Text production is managed through the University of Michigan's Digital Library Production Service, with its extensive experience in the production of SGML/XML-encoded electronic texts. DLPS is assisted by Oxford University's Bodleian Digital Libraries Systems & Services, including the late Sebastian Rahtz. Small part-time production operations have also been started within two other libraries: the Centre for Reformation and Renaissance Studies in Pratt Library, specializing in Latin books; and the National Library of Wales in Aberystwyth, specializing in Welsh books.
Standards
All four TCP text projects are produced in the same way and to the same standards, which are documented, at least in part, on the TCP web site.- Accuracy. The TCP strives to produce texts that are as accurately transcribed as possible, with a specified overall accuracy rate of 99.995% or better.
- Keying. Given the nature of the material, the only method found to deliver such accuracy economically has been to have the books keyed by data conversion firms under contract.
- Quality control. Accuracy of transcription and aptness of markup are assessed in all cases by a group of library-based proofers and reviewers managed by the University of Michigan DLPS.

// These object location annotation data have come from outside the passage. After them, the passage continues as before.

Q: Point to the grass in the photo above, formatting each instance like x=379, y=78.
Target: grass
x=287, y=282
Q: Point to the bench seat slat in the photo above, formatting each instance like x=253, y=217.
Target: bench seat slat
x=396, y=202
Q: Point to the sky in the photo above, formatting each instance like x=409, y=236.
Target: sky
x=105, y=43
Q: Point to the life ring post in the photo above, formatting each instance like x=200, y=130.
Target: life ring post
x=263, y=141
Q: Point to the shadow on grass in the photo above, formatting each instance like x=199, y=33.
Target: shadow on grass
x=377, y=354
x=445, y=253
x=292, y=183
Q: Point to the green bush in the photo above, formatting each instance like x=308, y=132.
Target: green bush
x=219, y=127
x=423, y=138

- Encoding. All resultant text files are marked up in valid SGML or XML conforming to a proprietary "Document Type Description" derived from the P3/P4 version of the Text Encoding Initiative standard.

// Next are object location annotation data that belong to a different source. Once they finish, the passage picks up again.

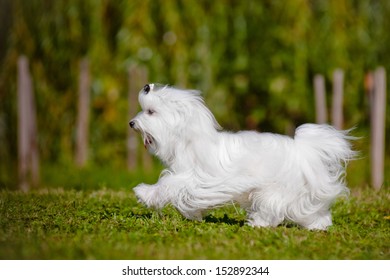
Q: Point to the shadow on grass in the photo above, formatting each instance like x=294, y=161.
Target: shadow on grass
x=225, y=219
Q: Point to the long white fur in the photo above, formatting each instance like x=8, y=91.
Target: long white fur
x=273, y=177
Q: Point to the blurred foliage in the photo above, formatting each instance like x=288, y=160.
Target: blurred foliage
x=254, y=61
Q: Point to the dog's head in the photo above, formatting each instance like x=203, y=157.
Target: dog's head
x=171, y=117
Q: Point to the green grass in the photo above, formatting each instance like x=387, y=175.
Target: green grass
x=109, y=224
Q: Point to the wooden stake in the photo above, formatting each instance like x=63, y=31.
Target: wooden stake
x=28, y=155
x=320, y=99
x=82, y=131
x=378, y=114
x=337, y=104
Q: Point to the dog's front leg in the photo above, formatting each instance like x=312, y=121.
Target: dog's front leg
x=151, y=195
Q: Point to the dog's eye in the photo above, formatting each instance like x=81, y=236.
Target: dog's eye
x=146, y=88
x=149, y=112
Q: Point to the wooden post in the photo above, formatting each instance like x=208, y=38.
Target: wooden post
x=28, y=155
x=82, y=131
x=378, y=114
x=320, y=99
x=337, y=103
x=138, y=77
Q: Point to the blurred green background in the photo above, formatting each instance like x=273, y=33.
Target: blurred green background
x=254, y=61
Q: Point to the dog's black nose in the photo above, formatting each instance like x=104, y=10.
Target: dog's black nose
x=146, y=88
x=132, y=124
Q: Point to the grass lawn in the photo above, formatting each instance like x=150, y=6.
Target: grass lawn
x=109, y=224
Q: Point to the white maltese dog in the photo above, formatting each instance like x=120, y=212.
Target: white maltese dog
x=273, y=177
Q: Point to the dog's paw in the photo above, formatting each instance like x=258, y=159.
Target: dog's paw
x=147, y=195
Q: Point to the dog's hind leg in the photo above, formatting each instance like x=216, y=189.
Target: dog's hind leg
x=151, y=196
x=263, y=212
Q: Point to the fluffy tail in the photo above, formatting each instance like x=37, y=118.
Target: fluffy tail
x=324, y=153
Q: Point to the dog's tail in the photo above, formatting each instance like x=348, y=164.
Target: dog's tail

- Purposeful markup. Compared to the full TEI, the TCP DTD is very simple and intended to capture only the features most useful for intelligible display, intelligent navigation, and productive searching. The TCP practice is to capture, so far as feasible, the overall hierarchical structure of each book ; the features that tend to mark the beginnings and ends of divisions ; the most significant elements of discourse and organization ; and only the most essential aspects of physical formatting.
- Fidelity to the original. In each case, the text is intended to represent the book as originally printed, so far as that is possible. Printer's errors are preserved, hand-written changes are ignored, duplicate scans are omitted, out-of-order images are keyed in the intended order, and most of the unusual characters of the original are preserved.
- Ease of reading and searching. At the same time, though the transcriptions are carried out character-by-character, TCP, on the theory that all transcription is a kind of translation from one symbolic system to another, tends to define characters in terms more of their meaning than of their form, and to map eccentric letter-forms to meaningful modern equivalents, generally in keeping with the Unicode definition of "character."
- Languages. Though most of the TCP texts are in English, many are not. Books and divisions of books not in English are tagged with an appropriate language code, but are not otherwise distinguished.
- Omitted material. The TCP produces Latin-alphabet text. Non-textual material such as musical notation, mathematical formulae, and illustrations are omitted and their locations marked with a special tag. Extended text in non-Latin alphabets is also omitted.
Accomplishments and prospects
As of Jan 1, 2015, the full text of the EEBO phase I has been released under a Creative Commons License, and can be freely downloaded and distributed.
In 2014 there were 28,466 titles available via Phase II. As of July 2015, ProQuest had the exclusive right for five years to distribute the EEBO-TCP Phase II collection. After those five years the texts will be made freely available to the public.